Going to a Party (3)


You have just worked your way through one sample of how English might be used when going to a friend's informal party. Of course there are many conversations to be had and many levels of formality at parties. If you are not sure what type of party you are being invited to, or who might be there, it is best to ask your host or hostess before going. Here are three situations. Think about them, and answer the questions.

Situation One

You are invited to a Halloween party by the International Students' Organization. You want to go, but you lost the invitation with the information on it. You look up the International Students' Organization's telephone number and call for the information.

--- "Hello. International Students' Organization? I'm calling regarding your Halloween Party. I received an invitation, but unfortunately I lost it. Can I get the information from you?"

What information do you need to get?

What clarification strategy will you use to be sure you completely understand the information you are given?

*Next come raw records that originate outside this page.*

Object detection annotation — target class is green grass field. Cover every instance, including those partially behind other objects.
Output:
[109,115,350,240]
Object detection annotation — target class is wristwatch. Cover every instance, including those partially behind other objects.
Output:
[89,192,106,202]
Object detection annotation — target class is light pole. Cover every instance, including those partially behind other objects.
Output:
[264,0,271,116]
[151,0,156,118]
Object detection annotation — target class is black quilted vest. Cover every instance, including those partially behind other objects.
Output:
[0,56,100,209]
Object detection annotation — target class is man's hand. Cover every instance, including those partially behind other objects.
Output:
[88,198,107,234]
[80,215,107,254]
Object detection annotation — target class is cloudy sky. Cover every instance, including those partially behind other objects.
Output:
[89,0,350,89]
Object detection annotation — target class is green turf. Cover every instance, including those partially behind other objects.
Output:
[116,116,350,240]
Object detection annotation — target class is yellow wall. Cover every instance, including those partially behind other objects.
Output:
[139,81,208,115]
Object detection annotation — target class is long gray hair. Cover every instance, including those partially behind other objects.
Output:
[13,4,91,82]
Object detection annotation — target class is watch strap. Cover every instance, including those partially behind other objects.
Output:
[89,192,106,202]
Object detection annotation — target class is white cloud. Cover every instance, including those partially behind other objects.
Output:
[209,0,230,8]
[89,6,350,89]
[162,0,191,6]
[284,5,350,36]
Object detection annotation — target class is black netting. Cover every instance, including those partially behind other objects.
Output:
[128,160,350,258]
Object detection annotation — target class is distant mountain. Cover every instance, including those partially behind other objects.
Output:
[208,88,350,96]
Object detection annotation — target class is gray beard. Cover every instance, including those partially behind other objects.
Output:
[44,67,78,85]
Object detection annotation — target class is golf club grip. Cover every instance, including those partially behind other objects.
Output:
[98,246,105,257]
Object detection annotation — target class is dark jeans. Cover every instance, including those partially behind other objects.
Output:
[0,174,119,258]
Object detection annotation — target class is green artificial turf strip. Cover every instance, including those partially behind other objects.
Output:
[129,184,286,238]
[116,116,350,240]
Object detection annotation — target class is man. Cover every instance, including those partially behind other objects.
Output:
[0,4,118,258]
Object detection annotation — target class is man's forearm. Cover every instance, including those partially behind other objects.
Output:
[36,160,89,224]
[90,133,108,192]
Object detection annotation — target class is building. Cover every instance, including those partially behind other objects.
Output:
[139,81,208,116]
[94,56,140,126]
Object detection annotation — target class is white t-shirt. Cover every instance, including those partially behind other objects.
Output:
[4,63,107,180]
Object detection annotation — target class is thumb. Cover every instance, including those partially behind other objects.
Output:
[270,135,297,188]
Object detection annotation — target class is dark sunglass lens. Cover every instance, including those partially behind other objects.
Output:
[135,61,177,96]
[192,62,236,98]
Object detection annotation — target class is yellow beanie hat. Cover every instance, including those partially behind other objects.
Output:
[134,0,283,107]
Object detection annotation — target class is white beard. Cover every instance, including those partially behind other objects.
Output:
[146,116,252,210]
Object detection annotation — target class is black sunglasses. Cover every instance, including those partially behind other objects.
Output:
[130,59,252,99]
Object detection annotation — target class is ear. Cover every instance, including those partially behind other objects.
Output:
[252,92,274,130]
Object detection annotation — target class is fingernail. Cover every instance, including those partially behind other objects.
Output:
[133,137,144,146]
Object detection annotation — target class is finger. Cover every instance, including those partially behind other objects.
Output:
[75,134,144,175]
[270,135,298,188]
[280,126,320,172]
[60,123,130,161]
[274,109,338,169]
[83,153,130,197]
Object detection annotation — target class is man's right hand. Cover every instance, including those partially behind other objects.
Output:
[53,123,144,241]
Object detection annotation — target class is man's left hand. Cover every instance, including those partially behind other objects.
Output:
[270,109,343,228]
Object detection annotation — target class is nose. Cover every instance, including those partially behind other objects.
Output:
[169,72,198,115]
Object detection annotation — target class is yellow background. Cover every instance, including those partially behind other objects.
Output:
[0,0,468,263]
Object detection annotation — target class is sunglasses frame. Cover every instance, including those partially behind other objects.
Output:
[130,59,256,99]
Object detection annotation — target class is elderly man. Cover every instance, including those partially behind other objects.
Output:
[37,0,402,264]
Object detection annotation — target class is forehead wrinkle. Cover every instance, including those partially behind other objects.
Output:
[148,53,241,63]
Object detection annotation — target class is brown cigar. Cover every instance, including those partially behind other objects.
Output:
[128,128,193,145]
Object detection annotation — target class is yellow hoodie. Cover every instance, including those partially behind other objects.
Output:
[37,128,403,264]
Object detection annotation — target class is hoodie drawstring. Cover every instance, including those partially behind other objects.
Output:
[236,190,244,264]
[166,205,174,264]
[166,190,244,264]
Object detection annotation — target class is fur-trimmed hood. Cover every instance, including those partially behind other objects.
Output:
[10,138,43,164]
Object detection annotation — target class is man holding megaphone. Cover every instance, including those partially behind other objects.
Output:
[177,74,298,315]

What else will you want to include in this conversation?

Situation Two

It is your friend's birthday. You have received the invitation in the mail. You called the host and confirmed the information, and now you are standing outside of the host's door on the night of the party, with some cookies you brought to share. "Ding Dong!" The doorbell rings and your host opens the door:

What will you say to your host?

(After you have entered and given him the cookies, you don't see any other guests and realize you are the first.)

What can you say to make your host and yourself feel more comfortable?

Situation Three

You have been working at an office for only 1 week. You and your husband (or wife) go to a Christmas party that is being given by the president of the company for all of the employees. You have already greeted your host and now you have been directed into the living room to join the other guests. Upon entering, you see a man walking across from you and you walk over to him to say hello. Standing next to him is a man and a woman that you don't know and you anticipate introductions will be next.

(You begin) "Hi, Paul. ( He answers "Hi!") You say, "I'm glad to see someone I know. Let me introduce you to my husband, Tom." (or wife Mary)

How will you introduce your husband (or wife)?

(Introductions have been made, and you now know that the woman standing next to Paul is the head of the company's research lab and her name is Joan. You and Paul have the job of sending out laboratory reports to customers.)

How can you begin a conversation with her?

(A customer sent Paul a nice inkpen to express his thanks for quick lab results.)

How can you request that Paul show the pen to Joan?